Nolla, Amber, Ajax dan Leo yang saat itu sedang mengambil jajannya, juga melihat gerak-gerik Petugas kantin yang aneh dan merasakan kalau sesuatu sedang terjadi di Lobby Utama.


 


“Ada yang Aneh”, Ujar Ajax kepada teman-temannya itu.


 


“Hooh suasananya kayak gimana gitu, btw kamu berani pergi ke Lobi gak?”, Tantang Leo.


 


Seketika Ajax menggelengkan kepalanya.


 


“GIIIH malam begini? siapa yang berani”, Jawab Nolla dan Ajax dengan Kompak.


 


tanpa mereka sadari sudah berjalan ke lorong dan dia melihat Lobi dari jauh.


 


“Waaaw Amber berani sekali”, Puji Nolla.


 


Mereka lalu mengikuti Amber dari  belakang, namun saat mencapai pintu penghubung, Prof. Andrius melihat ke empat anak itu mencoba berjalan mendekati lobby dan tanpa basa basi dia pun menakuti mereka.


 


“DOOOR!!” Kejutnya.


 


“SHAHAHHAHAHAKSKSKWL”, Mereka berempat pun berteriak dalam batin dan menjatuhkan jajan mereka.


 


“GHYYYAAAA!!” Teriak Nolla dan Amber sambil berpelukan.


 


Namun setelah mengetahui kalau itu adalah Prof. Andrius mereka semua langsung lega.


"Bapak! Kok malah ngagetin sih?!", Bentar Nolla yang merasa kesal dengan sifat prof ini.


 


 


Andrius pun menampakkan ekspresi tanya, dan langsung di cuekin oleh mereka, mereka lalu melanjutkan perjalanan ke lobby.


Karena Andrius sudah mendapatkan notif dari Kevin, dia langsung menahan bocil2 kadal itu agar tidak mendekati area lobby.

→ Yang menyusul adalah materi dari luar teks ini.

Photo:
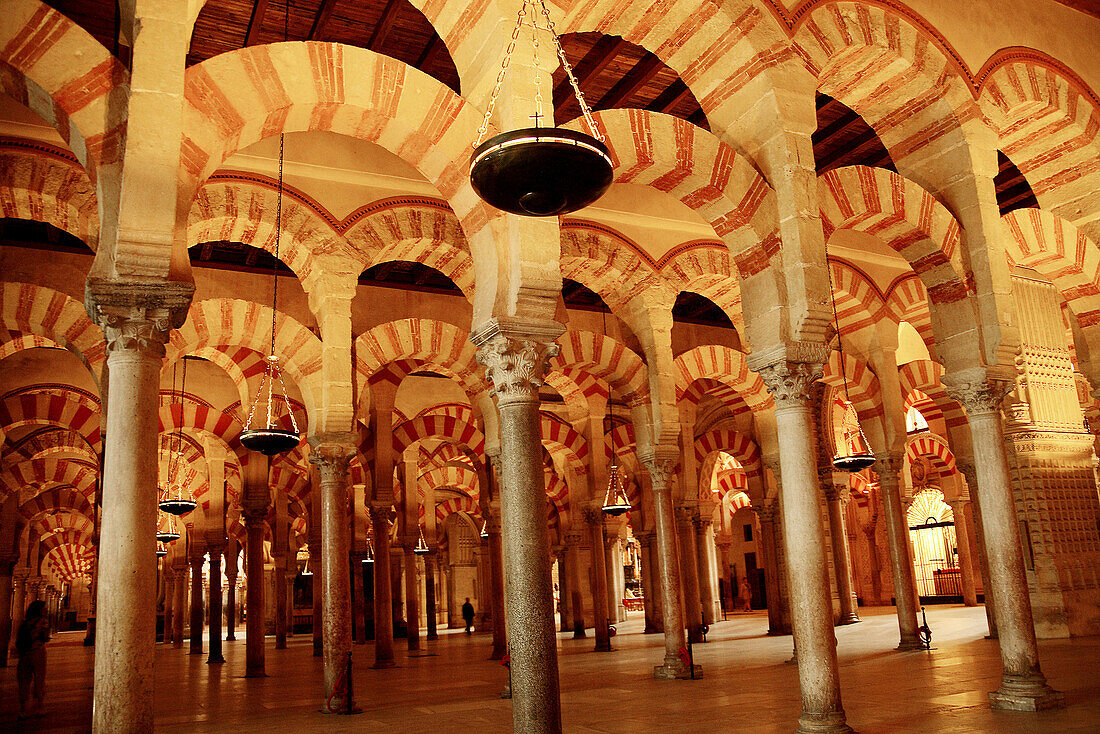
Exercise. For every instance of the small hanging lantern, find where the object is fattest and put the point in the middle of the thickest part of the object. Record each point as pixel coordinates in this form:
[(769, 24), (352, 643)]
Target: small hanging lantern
[(539, 172), (855, 455), (615, 501), (421, 547), (263, 433), (369, 558), (165, 529), (176, 499)]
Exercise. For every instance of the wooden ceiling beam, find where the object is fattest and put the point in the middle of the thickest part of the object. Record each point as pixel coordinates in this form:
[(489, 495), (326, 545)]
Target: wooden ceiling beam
[(594, 62), (635, 79), (321, 19), (383, 26), (255, 22)]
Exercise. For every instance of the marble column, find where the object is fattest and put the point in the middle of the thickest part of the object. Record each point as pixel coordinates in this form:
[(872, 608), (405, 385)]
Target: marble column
[(429, 593), (804, 540), (837, 497), (888, 467), (135, 320), (496, 588), (572, 569), (254, 592), (331, 460), (515, 357), (383, 590), (178, 604), (1023, 685), (703, 566), (7, 566), (594, 518), (215, 604), (279, 582), (231, 577), (649, 591), (959, 508), (689, 566), (660, 464), (411, 596), (169, 601)]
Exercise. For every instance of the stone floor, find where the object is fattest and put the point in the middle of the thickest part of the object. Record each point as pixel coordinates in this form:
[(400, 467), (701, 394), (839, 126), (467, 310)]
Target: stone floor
[(748, 687)]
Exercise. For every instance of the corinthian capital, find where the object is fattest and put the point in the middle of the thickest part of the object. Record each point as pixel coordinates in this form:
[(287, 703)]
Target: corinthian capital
[(790, 382), (976, 392)]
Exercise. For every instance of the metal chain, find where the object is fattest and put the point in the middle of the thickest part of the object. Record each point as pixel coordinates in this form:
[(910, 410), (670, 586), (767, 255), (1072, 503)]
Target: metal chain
[(569, 73), (499, 77)]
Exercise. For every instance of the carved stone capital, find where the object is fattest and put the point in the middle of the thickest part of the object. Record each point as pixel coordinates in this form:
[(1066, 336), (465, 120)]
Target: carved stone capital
[(136, 317), (977, 393), (515, 367), (790, 382)]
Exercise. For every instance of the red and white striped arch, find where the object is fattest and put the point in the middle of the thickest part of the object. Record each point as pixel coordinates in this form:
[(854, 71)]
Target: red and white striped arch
[(607, 359), (1059, 251), (724, 364), (904, 216), (441, 427), (932, 446), (47, 185), (1048, 122), (34, 309)]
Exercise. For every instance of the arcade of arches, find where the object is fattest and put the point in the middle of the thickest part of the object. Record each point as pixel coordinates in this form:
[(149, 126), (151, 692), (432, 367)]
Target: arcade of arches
[(465, 379)]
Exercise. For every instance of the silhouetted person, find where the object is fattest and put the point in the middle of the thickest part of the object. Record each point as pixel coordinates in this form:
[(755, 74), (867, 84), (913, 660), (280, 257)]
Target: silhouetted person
[(468, 614), (31, 647)]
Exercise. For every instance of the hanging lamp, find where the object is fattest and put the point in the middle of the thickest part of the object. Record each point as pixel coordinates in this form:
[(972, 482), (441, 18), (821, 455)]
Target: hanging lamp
[(165, 529), (615, 500), (539, 171), (855, 455), (421, 547), (263, 433), (177, 500)]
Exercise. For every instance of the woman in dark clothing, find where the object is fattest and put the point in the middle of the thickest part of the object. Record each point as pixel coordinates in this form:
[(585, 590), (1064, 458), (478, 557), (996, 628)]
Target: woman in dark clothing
[(31, 647)]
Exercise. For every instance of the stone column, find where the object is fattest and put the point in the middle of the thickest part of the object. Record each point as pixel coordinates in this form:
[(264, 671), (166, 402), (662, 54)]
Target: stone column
[(215, 603), (231, 577), (649, 590), (703, 561), (1023, 685), (169, 600), (496, 588), (689, 566), (804, 539), (837, 497), (331, 460), (279, 580), (383, 594), (254, 592), (180, 601), (7, 566), (659, 463), (515, 357), (888, 467), (572, 569), (411, 595), (595, 521), (135, 320), (959, 508), (429, 593)]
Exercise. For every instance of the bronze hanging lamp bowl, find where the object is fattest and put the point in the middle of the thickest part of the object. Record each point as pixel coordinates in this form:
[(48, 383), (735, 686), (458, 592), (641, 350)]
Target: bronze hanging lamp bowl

"Eittsss Eits eits!", Larangnya sambil menahan lengan Nolla karena dia yang berada di paling belakang.


Lalu membuat Ajax, Amber dan Leo ikut berhenti dan bertanya kepada prof.andrius tentang apa yang sebenarnya tedjadi.


"Prof jarang-jarang sekali melarang kita", Ujar Ajax yang mulai mencurigai sifat profesor ini.


"Hooh nih, biasanya si gorila yang ngelarang" Tambah Leo yang dengan kurang ajarnya mengejek Prof. Melina.


"Memang ada apa sih pak? Kok yang lain pada bergegas gitu tadi?", Tanya Amber.


Dan Nolla juga ikut menggangguk.


Prof. Andrius pun melihat sekeliling sambil mencari bahasa yang bagus untuk di jelaskan ke anak-anak ini.


"Hmmmmmmm.... Begini Anak-anak, dengarkan aku, ada sekelompok serangga liar yang sedang masuk ke tower, dan ini sangaaat berbahaya, mereka bisa membawa infeksi jadi mendingan kalian kembali saja ke kamar kalian masih sampai menunggu informasi lanjut ya? oke?", Sarannya kepada Nolla dan lainnya.


"Ehhhh! serangga?! Nggak mauu dih takuuut", Mendengar pernyataan prof.andri, Nolla langsung merasa jijik dan ketakutan.


Melihat Nolla yang sudah ketakutan membuat Ajax dan Leo akhirnya mengikuti perkataan Prof.Andrius, karena mereka berdua tau kalau Nolla memiliki alergi dan trauma pada serangga.


"Yaudah kita balik saja, Yuk!", Ajak Leo sambil mengulurkan tangannya ke Nolla.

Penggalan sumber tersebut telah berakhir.